Hassan had told his wife he wouldn't be there, and it seemed he wasn't. The studio was dark and his car wasn't in its usual space, Bonanno told the jury.
What she didn't know was that just an hour before, Hassan was at the Hamburg Walmart buying two hunting knives. "His purchase was recorded on the store video," Bonanno said. "You will see the defendant carefully examining the knives, testing their sharpness on a cardboard box and then calmly and deliberately buying them."
Aasiya told her children she would be right back and they would be off to dinner. "It was the last time the children saw her alive," Bonanno said.
Video will show Hassan hiding in the darkened studio, he said, then beginning his attack from behind before Aasiya could turn on a light. He brutally and repeatedly stabbed her in the chest, neck, head and hands, the prosecutor said. "Then, he took the hunting knives and sawed Aasiya's head off," he said, adding that he used enough force to leave slash marks in tile beneath her.
Defense lawyer Jeremy Schwartz responded by conceding that Hassan killed his wife. Schwartz then, Tan recounts,
went on to describe a long-troubled marriage and portrayed Hassan as a man desperately and futilely trying to get help and intervention. Aasiya Hassan repeatedly threatened her husband, stating that she would poison and kill him, Schwartz said.
The day of his wife's death, he said, she had pulled out a large kitchen knife while they were in a private, afternoon conference at Bridges TV. At knifepoint, she demanded he immediately cut ties with two female friends in whom he was confiding for help and support. "In fear of his life, Mo bought knives of his own," Schwartz said. "He didn't know what was going to happen to him next. He didn't know if he would need to defend himself."
When Aasiya returned to the Bridges studio later that night, Hassan saw his wife reach into her coat and thought the worst, Schwartz said. It "unleashed" a physical and psychological reaction that brought him to the breaking point. "Mo snapped," he said. "He stabbed her and he killed her ... When it was over, Mo was in shock. He never tried to escape."
Jan. 20, 2011 update: In addition to courtroom theatrics (trying to fire his lawyer, storming out of the court), Hassan's trial included testimony about Aasiya getting medical help for what were clearly bruises from domestic violence.
Feb. 7, 2011 update: Muzzammil Hassan's 14-day trial is over and the jury found him guilty of second-degree murder of his wife Aasiya, requiring less than an hour to reach this verdict.
Mar. 9, 2011 update: Erie County Court Judge Thomas Franczyk sentenced Muzzammil Hassan to 25 years to life for the murder, the maximum sentence.
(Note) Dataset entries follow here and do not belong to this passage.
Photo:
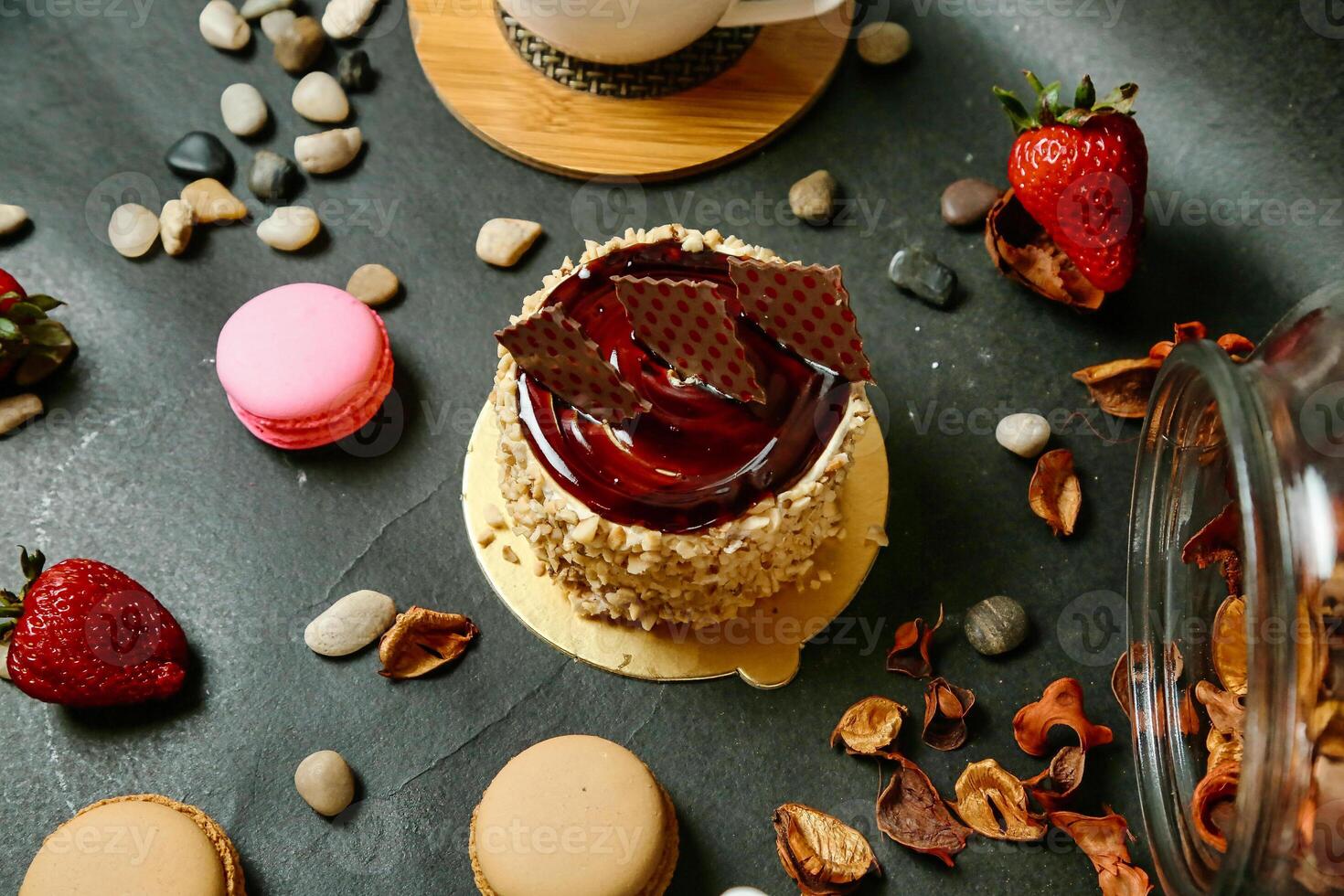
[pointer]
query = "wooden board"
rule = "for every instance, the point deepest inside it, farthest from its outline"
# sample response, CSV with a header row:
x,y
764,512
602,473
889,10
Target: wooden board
x,y
517,111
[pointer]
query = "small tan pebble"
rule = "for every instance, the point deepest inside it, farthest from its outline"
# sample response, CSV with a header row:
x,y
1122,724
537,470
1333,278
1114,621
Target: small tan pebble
x,y
351,624
12,218
222,27
289,229
211,202
175,226
882,43
133,229
325,782
17,410
300,45
328,151
374,285
243,109
319,97
345,17
503,240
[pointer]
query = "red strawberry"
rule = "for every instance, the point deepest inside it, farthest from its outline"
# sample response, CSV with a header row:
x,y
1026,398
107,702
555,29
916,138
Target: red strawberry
x,y
1083,174
89,635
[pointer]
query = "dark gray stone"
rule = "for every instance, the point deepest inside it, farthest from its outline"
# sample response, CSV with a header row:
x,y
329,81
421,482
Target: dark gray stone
x,y
997,624
923,274
200,155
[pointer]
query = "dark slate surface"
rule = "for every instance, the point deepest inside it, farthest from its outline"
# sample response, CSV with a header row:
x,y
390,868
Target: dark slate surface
x,y
142,465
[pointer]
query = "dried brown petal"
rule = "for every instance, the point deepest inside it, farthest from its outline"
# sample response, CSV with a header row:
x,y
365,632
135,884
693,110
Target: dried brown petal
x,y
821,853
994,802
912,815
1230,656
910,652
1214,793
1121,387
1055,495
1023,251
945,713
421,641
1061,704
1218,543
869,727
1104,841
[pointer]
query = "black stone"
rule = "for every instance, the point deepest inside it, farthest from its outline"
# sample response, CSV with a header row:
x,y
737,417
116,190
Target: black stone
x,y
272,177
355,73
200,155
923,274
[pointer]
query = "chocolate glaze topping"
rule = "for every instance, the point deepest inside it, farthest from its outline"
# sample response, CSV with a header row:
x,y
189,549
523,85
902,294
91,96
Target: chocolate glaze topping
x,y
697,458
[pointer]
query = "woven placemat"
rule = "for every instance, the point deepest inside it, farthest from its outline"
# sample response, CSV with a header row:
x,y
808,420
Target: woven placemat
x,y
705,59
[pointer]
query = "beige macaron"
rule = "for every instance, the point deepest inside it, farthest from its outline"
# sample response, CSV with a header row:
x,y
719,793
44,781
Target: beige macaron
x,y
574,815
142,844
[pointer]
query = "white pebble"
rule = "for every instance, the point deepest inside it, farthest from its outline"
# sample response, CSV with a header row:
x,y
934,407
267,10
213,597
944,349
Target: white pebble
x,y
345,17
133,229
319,97
325,782
328,151
11,219
1023,434
351,624
222,27
289,229
243,109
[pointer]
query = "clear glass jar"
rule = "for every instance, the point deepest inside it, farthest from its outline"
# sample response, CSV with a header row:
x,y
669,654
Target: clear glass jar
x,y
1266,435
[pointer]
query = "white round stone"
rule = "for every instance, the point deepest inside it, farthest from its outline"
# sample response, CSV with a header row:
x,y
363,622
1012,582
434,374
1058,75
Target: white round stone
x,y
351,624
133,229
1023,434
319,97
289,229
325,782
328,151
222,27
243,109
Franczyk called Hassan's action a "premeditated act of violence" and said to the perp that "Justice demands that you receive nothing less than the maximum possible sentence." To which Hassan replied, "I deeply regret that things came down to what they came down to."
In practical terms, the sentence means that Hassan must serve another 23 years in prison, in addition to the two he's already done, before becoming eligible for parole. Hassan is entitled to appeal his verdict but Franczyk's competent judgeship renders unlikely a successful appeal.
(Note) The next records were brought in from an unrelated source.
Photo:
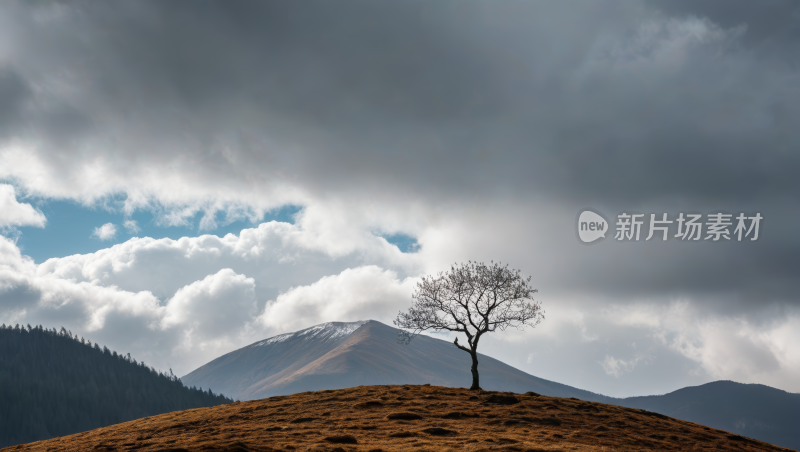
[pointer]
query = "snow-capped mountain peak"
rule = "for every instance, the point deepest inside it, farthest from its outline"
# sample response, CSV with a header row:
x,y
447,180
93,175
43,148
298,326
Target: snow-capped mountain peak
x,y
323,331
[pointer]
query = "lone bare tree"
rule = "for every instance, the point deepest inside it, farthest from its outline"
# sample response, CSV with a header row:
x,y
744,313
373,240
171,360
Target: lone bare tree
x,y
472,298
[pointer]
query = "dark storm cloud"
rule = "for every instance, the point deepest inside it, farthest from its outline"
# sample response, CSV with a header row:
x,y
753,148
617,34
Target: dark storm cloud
x,y
585,103
771,24
13,93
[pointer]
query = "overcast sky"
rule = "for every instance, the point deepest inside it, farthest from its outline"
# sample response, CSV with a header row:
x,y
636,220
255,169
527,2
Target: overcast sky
x,y
180,179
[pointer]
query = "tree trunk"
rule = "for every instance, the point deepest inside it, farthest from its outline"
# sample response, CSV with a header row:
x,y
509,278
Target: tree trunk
x,y
475,380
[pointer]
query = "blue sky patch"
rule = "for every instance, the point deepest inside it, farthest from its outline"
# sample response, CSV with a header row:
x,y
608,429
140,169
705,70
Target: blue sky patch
x,y
405,242
70,227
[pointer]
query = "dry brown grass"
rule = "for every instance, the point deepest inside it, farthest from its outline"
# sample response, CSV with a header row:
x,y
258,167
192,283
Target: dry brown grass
x,y
367,418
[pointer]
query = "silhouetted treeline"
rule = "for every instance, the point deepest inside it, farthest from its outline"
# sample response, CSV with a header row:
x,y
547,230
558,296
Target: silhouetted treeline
x,y
55,384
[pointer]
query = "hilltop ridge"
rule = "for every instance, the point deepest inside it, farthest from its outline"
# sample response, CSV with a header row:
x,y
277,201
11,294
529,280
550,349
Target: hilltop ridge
x,y
406,418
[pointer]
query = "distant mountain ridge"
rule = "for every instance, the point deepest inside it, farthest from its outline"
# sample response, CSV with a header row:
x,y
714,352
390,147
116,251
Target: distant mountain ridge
x,y
54,384
751,410
346,354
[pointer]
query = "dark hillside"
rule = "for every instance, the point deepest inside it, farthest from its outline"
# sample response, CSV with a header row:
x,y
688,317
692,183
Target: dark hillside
x,y
752,410
54,384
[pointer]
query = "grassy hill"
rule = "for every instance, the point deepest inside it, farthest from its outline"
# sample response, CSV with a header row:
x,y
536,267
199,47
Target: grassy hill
x,y
406,418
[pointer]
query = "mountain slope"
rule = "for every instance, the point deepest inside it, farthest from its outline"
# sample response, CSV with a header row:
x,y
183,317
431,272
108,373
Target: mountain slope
x,y
340,355
751,410
406,418
52,384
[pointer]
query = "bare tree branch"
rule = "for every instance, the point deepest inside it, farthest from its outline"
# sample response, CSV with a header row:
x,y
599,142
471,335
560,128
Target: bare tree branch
x,y
472,298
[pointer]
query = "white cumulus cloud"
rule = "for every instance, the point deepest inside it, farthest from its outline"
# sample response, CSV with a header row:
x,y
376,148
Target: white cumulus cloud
x,y
105,232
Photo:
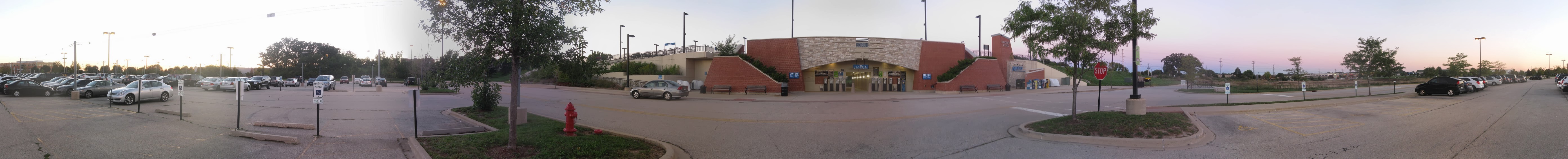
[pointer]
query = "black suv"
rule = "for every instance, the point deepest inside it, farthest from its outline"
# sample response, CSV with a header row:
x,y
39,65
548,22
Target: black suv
x,y
1445,86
Aug. 5, 2011 update: Despite the absence of its founding couple, Bridges TV still limps on and we learn today that it is relocating from Buffalo to Long Island City, not far from Manhattan. It will be part of SoundView Broadcasting, a company providing broadcast and distribution services for international satellite and cable television channels. Hunaid Baliwala, the network's general manager, put as bright a fact as possible on the move: "Bridges TV is basically under new management, so as a result of that, we have to move to New York City. It's a wonderful opportunity."
July 27, 2011 update: A look at the Bridges TV website, bridgestv.com, finds it perky and ambitious, with no mention at all of its sordid history, plus an alexa.com ranking of 7.4 million, meaning it is utterly obscure.
July 27, 2012 update: A year later, bridgestv.com is defunct.